El entrenador de Boca Juniors expresó su preocupación y autocrítica ante la próxima competición continental.
"Estoy preocupado por todo", manifestó el director técnico en una reciente conferencia de prensa. Arruabarrena analizó las falencias defensivas y ofensivas de su equipo, indicando que su adversario logró concretar en tres ocasiones ante su arco. "Nos llegaron tres veces y nos hicieron tres goles", enfatizó, añadiendo que, a pesar de dominar la posesión en el segundo tiempo, faltó el ímpetu necesario para buscar una posible recuperación.
Asimismo, el entrenador calificó la derrota como "un palo importante, duro" y subrayó que el plantel debe "agachar la cabeza, trabajar y levantarse", resaltando que en Boca no existe margen para el lamento. "El primer responsable soy yo", declaró, haciendo referencia a la exigencia del club de sobreponerse rápidamente, especialmente con un crucial partido de Sudamericana en solo cuatro días.
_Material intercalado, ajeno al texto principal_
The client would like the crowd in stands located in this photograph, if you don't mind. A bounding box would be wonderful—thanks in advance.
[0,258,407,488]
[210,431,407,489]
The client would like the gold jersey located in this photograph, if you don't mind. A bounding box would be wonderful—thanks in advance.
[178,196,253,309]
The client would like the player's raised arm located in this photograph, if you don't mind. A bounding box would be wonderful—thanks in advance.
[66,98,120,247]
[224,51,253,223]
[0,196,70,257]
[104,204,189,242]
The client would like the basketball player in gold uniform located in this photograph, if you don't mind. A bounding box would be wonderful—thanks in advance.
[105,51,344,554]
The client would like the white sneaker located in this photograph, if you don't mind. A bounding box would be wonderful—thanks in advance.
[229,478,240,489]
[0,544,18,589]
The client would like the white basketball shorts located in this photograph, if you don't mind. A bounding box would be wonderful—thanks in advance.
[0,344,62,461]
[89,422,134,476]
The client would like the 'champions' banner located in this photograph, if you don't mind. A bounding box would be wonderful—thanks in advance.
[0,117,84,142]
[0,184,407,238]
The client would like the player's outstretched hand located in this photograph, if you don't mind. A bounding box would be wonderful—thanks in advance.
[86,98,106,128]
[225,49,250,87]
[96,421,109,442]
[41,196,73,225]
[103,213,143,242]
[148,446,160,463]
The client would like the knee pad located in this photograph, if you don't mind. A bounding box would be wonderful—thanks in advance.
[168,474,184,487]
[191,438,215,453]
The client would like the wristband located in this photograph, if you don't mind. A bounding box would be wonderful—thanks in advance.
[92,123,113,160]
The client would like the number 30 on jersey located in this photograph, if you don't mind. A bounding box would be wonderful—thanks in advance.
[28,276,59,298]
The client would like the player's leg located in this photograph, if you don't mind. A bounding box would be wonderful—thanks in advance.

Arruabarrena también justificó algunas decisiones tácticas en la alineación, vinculándolas a la escasa recuperación del equipo. Recordó que el plantel no dispuso de las 60 horas mínimas de descanso entre encuentros y que tuvo que ajustar las cargas físicas pensando en el compromiso internacional.
En este contexto, reafirmó su confianza en la totalidad del plantel. "El que los pone soy yo", declaró, enfatizando la importancia de mantener la moral alta y la necesidad de contar con todos los jugadores disponibles para el próximo desafío.
Al abordar la carencia de un centrodelantero tras la situación de Bareiro, confirmó que está colaborando con la presidencia para la incorporación de un delantero centro, aunque subrayó que la derrota no puede atribuirse únicamente a dicha ausencia. "Fallamos en muchas otras cosas", lamentó, resaltando que, a pesar de tener el control del balón, no se generaron situaciones de peligro efectivas.
El entrenador destacó que la verdadera prueba será la capacidad de respuesta del equipo a esta adversidad. "Sería una estupidez no levantarnos", insistió, advirtiendo que esta derrota no debería causar más daño del necesario. "Tenemos que aprender de este golpe", concluyó, señalando que conocían el estilo de juego directo del adversario, siendo el tercer gol resultado de un córner a favor, un aspecto que habían trabajado durante los entrenamientos, evidenciando que son detalles que nos están costando mucho.